Let’s set up our training and validation sets. We’ll create a size 2,000 validation set, which leaves 23,000 documents to train on.
set.seed(3)
ival <- sample(seq(along=y_train), 2000)
Next we fit a fully-connected neural network with two hidden layers, each with 16 units and ReLU activation.
Define model and compile it.
model <- keras_model_sequential() %>%
layer_dense(units = 16, activation ='relu', input_shape=c(1000)) %>%
layer_dense(units=16, activation='relu') %>%
layer_dense(units=1, activation='sigmoid')
model %>% compile(optimizer='rmsprop', loss='binary_crossentropy', metrics=c('accuracy'))
Fit to our data:
history <- model %>% fit(x_train_1h[-ival,], y_train[-ival], epochs=20, batch_size=512, validation_data = list(x_train_1h[ival, ], y_train[ival]))
Now we can check the accuracy of the model on the validation set.
predict_x=model %>% predict(x_train_1h[ival,])
predict_class_x <- as.numeric(predict_x > 0.5)
correct.accuracy.1000 <- mean(y_train[ival] == predict_class_x)
correct.accuracy.1000
## [1] 0.8435
We see that our test accuracy when we use a dictionary of size 1,000 is approximately 0.851.
We repeat the steps above.
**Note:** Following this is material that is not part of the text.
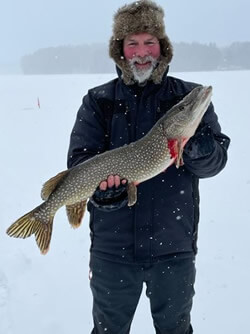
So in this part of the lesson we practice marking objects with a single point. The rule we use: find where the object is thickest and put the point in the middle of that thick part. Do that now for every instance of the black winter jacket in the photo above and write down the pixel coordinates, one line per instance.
(164, 220)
Fewer comments will be made.
max_features <- 3000
imdb <- dataset_imdb(num_words=max_features)
c(c(x_train, y_train), c(x_test, y_test)) %<-% imdb
x_train_1h <- one_hot(x_train, max_features)
x_test_1h <- one_hot(x_test, max_features)
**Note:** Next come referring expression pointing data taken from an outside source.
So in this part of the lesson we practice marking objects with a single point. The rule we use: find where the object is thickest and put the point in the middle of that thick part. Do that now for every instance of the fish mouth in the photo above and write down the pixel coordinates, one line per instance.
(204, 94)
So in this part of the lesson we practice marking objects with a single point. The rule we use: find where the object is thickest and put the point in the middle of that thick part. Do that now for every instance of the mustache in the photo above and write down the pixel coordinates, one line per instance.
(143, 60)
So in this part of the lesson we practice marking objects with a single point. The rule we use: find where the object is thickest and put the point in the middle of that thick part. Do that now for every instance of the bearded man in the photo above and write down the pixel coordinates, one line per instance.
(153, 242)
model <- keras_model_sequential() %>%
layer_dense(units = 16, activation ='relu', input_shape=c(max_features)) %>%
layer_dense(units=16, activation='relu') %>%
layer_dense(units=1, activation='sigmoid')
model %>% compile(optimizer='rmsprop', loss='binary_crossentropy', metrics=c('accuracy'))
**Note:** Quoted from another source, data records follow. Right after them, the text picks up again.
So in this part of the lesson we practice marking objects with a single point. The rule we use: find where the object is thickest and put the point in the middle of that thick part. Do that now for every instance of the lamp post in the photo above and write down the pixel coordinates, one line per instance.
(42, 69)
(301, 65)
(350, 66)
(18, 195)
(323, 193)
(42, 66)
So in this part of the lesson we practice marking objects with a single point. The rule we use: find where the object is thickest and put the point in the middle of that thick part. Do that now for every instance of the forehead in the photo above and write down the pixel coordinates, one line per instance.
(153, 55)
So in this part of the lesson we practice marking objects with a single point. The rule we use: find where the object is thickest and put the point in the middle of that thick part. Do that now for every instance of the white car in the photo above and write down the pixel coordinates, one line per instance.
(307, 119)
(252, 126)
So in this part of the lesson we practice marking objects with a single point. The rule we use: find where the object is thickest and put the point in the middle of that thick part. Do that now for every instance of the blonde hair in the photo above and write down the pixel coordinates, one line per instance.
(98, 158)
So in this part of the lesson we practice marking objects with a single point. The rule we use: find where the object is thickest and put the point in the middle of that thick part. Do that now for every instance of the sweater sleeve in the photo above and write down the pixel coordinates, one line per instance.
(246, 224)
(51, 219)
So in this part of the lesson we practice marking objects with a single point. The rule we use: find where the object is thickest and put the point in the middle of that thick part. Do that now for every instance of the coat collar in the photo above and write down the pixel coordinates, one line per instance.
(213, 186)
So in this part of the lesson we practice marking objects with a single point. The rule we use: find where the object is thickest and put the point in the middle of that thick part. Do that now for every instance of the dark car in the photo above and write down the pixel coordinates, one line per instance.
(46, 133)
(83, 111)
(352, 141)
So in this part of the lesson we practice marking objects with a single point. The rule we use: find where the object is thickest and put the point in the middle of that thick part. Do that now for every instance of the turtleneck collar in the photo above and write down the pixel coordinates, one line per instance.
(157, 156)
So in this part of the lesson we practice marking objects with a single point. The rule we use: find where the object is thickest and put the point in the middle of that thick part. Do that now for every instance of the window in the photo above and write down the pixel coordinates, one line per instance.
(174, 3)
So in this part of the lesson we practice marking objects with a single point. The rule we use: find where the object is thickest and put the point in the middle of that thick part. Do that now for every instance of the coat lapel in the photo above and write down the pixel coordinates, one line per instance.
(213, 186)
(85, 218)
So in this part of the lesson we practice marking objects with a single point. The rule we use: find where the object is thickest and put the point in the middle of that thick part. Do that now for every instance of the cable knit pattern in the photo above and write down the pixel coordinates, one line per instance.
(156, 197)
history <- model %>% fit(x_train_1h[-ival,], y_train[-ival], epochs=20, batch_size=512, validation_data = list(x_train_1h[ival, ], y_train[ival]))
predict_x=model %>% predict(x_train_1h[ival,])
predict_class_x <- as.numeric(predict_x > 0.5)
correct.accuracy.3000 <- mean(y_train[ival] == predict_class_x)
correct.accuracy.3000
## [1] 0.857
We see that our test accuracy when we use a dictionary of size 3,000 is approximately 0.857.
max_features <- 5000
imdb <- dataset_imdb(num_words=max_features)
c(c(x_train, y_train), c(x_test, y_test)) %<-% imdb
x_train_1h <- one_hot(x_train, max_features)
x_test_1h <- one_hot(x_test, max_features)
model <- keras_model_sequential() %>%
layer_dense(units = 16, activation ='relu', input_shape=c(max_features)) %>%
layer_dense(units=16, activation='relu') %>%
layer_dense(units=1, activation='sigmoid')
model %>% compile(optimizer='rmsprop', loss='binary_crossentropy', metrics=c('accuracy'))
history <- model %>% fit(x_train_1h[-ival,], y_train[-ival], epochs=20, batch_size=512, validation_data = list(x_train_1h[ival, ], y_train[ival]))
predict_x=model %>% predict(x_train_1h[ival,])
predict_class_x <- as.numeric(predict_x > 0.5)
correct.accuracy.5000 <- mean(y_train[ival] == predict_class_x)
correct.accuracy.5000
## [1] 0.862
We see that our test accuracy when we use a dictionary of size 5,000 is approximately 0.8625.
max_features <- 10000
imdb <- dataset_imdb(num_words=max_features)
c(c(x_train, y_train), c(x_test, y_test)) %<-% imdb
x_train_1h <- one_hot(x_train, max_features)
x_test_1h <- one_hot(x_test, max_features)
model <- keras_model_sequential() %>%
layer_dense(units = 16, activation ='relu', input_shape=c(max_features)) %>%
layer_dense(units=16, activation='relu') %>%
layer_dense(units=1, activation='sigmoid')
model %>% compile(optimizer='rmsprop', loss='binary_crossentropy', metrics=c('accuracy'))
history <- model %>% fit(x_train_1h[-ival,], y_train[-ival], epochs=20, batch_size=512, validation_data = list(x_train_1h[ival, ], y_train[ival]))
predict_x=model %>% predict(x_train_1h[ival,])
predict_class_x <- as.numeric(predict_x > 0.5)
correct.accuracy.10000 <- mean(y_train[ival] == predict_class_x)
correct.accuracy.10000
## [1] 0.8585
We see that our test accuracy when we use a dictionary of size 10,000 is approximately 0.866.
Model | Accuracy |
---|---|
Dictionary Size 1,000 | 0.8435 |
Dictionary Size 3,000 | 0.8570 |
Dictionary Size 5,000 | 0.8620 |
Dictionary Size 10,000 | 0.8585 |
We can see that as the dictionary size increases, so does the accuracy, albeit marginally.